BEYOND THE NUMBERS
The Temporary Assistance for Needy Families program (TANF), the cornerstone of 1996’s welfare reform, is far from the success that some conservative policymakers claim. It provided a temporary safety net in the form of cash benefits to only 26 families for every 100 in poverty in 2013, as we explain in a new paper.
This ratio, which we call the TANF-to-poverty ratio (TPR), has fallen nearly every year since 1996 and reached its low point of 25 in 2012. It’s down substantially from the 68 families for every 100 in poverty that received cash assistance when TANF was first enacted in 1996 (see chart).
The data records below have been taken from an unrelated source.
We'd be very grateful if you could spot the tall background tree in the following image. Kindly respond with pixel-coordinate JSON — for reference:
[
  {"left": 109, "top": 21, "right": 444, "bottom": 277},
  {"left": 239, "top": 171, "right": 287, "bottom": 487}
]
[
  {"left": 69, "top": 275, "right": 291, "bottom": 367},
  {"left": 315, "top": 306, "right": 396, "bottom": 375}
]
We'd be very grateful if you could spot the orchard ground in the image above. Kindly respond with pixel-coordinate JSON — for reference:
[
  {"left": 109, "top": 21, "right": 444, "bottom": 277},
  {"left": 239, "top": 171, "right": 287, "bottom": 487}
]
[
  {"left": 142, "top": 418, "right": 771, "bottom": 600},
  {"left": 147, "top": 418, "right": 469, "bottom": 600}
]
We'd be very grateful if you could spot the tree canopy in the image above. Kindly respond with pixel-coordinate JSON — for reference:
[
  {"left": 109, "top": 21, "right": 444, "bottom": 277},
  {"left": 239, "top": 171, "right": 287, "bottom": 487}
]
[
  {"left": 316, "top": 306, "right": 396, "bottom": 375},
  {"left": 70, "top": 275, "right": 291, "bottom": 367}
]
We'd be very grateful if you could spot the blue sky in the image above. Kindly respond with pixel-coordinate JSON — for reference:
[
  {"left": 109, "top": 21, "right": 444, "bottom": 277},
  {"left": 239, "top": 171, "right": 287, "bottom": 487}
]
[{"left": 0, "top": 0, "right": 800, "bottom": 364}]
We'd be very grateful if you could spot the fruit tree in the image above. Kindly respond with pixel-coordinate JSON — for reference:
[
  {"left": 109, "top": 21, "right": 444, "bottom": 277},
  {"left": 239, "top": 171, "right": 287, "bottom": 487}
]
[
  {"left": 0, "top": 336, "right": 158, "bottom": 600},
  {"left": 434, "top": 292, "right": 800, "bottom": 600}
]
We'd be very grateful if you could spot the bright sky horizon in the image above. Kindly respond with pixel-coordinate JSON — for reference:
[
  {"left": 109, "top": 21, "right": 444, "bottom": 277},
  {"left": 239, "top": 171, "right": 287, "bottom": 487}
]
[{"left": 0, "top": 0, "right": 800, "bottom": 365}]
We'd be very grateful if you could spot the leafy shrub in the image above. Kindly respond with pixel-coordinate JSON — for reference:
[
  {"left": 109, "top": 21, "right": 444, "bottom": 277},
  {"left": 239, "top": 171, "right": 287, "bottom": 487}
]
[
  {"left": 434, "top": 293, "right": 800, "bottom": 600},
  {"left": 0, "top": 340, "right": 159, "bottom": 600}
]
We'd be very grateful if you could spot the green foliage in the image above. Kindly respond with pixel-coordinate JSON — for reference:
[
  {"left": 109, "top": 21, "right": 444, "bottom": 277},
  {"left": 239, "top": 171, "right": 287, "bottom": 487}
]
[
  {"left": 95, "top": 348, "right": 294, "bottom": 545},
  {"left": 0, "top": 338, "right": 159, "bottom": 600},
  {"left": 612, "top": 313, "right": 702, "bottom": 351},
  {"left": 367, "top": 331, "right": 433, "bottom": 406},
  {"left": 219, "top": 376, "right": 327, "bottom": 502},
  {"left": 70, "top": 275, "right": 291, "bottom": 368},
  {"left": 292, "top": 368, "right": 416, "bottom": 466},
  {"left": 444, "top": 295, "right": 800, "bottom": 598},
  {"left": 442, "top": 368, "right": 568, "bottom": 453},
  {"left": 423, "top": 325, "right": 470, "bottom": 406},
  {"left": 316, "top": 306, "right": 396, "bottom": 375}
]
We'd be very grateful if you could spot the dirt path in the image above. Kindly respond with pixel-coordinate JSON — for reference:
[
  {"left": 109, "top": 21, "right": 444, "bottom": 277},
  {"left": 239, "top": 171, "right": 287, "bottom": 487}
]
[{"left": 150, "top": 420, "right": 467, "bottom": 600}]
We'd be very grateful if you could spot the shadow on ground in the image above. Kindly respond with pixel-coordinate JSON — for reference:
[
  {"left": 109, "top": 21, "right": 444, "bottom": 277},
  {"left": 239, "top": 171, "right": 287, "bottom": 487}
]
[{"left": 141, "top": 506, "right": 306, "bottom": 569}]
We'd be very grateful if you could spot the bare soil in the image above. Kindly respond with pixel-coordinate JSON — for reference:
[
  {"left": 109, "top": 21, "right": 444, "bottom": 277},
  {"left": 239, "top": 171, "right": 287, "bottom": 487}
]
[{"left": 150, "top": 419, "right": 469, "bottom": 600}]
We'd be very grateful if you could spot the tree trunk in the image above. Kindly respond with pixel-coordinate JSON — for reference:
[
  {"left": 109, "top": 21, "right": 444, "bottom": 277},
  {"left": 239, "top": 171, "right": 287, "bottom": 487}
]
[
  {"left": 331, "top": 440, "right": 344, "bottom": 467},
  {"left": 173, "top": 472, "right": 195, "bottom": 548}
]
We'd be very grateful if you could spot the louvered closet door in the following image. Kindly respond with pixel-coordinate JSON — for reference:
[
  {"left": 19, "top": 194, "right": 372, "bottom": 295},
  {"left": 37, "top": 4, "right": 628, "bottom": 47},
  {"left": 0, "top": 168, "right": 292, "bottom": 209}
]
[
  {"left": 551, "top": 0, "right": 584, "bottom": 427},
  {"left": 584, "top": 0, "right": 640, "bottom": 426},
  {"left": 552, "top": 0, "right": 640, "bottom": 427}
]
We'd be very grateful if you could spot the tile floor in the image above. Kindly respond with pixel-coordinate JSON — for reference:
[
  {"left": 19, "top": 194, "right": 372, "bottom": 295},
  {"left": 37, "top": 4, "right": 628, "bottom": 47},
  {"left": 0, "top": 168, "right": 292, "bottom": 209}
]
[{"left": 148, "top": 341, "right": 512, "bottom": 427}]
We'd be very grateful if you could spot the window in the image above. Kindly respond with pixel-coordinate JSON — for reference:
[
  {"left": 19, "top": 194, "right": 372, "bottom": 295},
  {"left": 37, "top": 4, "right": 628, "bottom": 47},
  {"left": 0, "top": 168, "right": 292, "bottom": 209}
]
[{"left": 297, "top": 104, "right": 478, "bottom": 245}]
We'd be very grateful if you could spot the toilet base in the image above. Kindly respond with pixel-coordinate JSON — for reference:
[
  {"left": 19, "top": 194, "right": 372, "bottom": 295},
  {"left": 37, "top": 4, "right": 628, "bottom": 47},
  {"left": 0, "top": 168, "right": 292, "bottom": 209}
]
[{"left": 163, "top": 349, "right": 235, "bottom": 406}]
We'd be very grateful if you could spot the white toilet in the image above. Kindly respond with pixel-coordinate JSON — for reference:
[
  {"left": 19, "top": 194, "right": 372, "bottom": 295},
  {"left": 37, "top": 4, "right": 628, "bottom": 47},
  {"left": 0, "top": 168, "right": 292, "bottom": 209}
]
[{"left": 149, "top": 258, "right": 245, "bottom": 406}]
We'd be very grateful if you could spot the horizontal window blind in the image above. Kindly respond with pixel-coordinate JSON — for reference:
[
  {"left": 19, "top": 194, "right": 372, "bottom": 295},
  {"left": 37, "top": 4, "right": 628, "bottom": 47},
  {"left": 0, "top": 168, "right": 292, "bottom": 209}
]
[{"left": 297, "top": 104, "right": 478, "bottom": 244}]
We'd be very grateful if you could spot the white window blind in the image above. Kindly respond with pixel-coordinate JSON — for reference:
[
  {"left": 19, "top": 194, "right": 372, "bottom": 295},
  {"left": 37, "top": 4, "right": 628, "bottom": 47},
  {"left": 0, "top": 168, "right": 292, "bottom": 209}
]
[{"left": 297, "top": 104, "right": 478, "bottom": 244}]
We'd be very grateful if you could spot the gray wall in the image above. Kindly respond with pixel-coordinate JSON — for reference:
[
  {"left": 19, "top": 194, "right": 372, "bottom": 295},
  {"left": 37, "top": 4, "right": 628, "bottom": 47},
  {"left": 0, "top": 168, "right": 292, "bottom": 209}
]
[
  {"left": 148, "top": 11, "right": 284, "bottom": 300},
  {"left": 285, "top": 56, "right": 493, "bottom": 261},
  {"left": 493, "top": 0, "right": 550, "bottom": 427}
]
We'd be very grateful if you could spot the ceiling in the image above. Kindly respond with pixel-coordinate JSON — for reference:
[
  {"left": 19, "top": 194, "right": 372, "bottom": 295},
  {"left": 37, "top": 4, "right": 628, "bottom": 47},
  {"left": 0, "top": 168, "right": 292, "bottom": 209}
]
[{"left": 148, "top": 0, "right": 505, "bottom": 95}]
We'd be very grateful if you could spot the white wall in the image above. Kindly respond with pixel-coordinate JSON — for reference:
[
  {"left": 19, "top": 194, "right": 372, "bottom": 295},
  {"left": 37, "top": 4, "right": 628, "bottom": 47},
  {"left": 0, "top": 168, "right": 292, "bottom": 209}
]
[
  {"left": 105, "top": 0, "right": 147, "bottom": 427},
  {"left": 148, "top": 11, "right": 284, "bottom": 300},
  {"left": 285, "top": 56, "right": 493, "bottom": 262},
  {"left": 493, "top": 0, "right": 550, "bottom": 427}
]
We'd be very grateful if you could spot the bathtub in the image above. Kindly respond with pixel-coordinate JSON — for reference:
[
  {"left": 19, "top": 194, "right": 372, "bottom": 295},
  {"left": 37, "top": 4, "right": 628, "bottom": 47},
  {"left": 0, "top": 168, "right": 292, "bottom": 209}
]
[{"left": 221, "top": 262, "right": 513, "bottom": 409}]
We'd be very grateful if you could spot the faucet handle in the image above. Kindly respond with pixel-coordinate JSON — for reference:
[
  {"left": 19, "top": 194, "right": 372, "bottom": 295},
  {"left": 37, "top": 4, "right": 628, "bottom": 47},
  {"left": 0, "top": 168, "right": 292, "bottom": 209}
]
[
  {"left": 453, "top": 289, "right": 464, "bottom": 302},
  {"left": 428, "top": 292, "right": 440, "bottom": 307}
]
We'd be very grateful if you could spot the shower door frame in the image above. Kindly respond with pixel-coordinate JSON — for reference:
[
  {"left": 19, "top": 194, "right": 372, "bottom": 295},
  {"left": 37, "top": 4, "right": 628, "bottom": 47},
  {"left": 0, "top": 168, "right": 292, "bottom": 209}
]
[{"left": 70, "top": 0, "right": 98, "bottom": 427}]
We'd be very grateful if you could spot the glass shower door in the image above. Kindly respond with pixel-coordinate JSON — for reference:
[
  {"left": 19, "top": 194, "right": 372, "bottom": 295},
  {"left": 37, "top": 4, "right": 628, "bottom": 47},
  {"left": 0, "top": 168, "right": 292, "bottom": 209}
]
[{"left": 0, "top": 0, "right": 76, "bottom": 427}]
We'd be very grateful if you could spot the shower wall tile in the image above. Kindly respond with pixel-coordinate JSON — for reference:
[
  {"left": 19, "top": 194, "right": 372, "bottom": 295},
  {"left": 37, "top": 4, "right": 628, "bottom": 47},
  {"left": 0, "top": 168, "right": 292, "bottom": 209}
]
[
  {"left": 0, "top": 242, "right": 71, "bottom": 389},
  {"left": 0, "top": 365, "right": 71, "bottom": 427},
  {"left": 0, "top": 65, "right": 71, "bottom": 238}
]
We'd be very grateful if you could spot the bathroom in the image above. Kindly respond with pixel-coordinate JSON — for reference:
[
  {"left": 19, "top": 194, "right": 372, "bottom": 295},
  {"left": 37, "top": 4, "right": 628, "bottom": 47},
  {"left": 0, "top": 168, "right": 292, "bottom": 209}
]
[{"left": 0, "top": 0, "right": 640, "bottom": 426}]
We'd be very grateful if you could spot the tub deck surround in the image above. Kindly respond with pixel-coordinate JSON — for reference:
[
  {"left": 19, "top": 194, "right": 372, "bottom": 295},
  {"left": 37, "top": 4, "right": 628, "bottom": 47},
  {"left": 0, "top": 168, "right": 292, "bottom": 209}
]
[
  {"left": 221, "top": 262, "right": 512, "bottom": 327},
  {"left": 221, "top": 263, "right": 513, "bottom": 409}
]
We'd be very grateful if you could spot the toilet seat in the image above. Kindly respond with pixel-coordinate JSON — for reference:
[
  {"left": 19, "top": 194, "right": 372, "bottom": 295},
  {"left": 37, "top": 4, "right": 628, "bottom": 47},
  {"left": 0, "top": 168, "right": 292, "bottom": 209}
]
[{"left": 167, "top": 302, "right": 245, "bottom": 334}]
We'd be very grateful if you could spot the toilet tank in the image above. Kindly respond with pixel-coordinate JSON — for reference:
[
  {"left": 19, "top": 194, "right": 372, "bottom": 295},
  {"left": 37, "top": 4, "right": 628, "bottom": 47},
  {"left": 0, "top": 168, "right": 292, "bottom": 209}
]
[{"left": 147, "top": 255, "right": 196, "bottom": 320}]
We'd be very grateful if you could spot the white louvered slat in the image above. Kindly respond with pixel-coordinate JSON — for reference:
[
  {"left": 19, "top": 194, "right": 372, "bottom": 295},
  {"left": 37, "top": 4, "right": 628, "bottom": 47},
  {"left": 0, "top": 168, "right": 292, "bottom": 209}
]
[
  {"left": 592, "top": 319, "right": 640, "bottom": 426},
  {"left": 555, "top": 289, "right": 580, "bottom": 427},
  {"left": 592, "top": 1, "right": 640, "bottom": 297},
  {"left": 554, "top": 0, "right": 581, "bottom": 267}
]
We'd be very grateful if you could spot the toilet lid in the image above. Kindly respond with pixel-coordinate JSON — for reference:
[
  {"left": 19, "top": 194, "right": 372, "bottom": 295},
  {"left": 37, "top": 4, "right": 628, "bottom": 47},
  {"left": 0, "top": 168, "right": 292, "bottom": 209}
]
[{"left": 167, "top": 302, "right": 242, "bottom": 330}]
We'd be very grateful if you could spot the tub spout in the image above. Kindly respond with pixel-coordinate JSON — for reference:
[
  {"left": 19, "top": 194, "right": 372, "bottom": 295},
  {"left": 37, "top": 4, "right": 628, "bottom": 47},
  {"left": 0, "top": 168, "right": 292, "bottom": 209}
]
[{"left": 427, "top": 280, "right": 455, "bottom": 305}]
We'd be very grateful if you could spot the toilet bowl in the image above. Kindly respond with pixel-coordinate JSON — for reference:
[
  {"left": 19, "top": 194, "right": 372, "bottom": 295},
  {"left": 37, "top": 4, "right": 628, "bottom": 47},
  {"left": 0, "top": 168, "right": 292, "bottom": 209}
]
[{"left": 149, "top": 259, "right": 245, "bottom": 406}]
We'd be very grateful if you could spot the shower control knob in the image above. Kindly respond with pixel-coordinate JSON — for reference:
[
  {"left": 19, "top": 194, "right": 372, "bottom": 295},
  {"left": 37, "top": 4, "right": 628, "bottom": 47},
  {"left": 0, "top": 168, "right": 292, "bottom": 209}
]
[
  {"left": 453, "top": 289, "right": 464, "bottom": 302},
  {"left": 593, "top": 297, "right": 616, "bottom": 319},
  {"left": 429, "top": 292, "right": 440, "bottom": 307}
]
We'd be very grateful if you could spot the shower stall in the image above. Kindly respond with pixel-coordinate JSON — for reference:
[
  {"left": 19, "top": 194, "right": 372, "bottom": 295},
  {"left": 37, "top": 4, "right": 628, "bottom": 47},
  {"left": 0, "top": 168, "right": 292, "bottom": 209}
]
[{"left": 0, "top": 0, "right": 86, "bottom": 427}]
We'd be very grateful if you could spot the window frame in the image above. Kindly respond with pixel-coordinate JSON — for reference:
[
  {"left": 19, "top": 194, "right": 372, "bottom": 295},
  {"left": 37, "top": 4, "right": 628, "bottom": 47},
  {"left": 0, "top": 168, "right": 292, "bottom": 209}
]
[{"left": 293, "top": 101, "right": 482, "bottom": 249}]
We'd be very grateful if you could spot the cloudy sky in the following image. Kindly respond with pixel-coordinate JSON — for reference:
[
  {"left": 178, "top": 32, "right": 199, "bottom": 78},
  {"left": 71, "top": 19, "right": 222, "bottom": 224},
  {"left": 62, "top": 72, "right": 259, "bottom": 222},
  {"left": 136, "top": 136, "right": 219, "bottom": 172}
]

While the national TPR highlights how much the cash safety net for families has weakened since TANF’s start, it tells only part of the story since this ratio varies widely among states, ranging from a low of 4 to a high of 66. In ten states, the ratio is less than 10, meaning that for every 100 families living in poverty, fewer than 10 receive TANF cash assistance. Many states in recent years have made policy and administrative changes that have significantly cut their TANF caseloads, even as families struggled financially during and after the Great Recession.
The data show that this is a weaker safety net: welfare reform has put poor families — and especially their children — at risk of much greater hardship with the potential for long-term negative consequences. We’ll have more to say soon about steps that federal and state policymakers can take to strengthen TANF.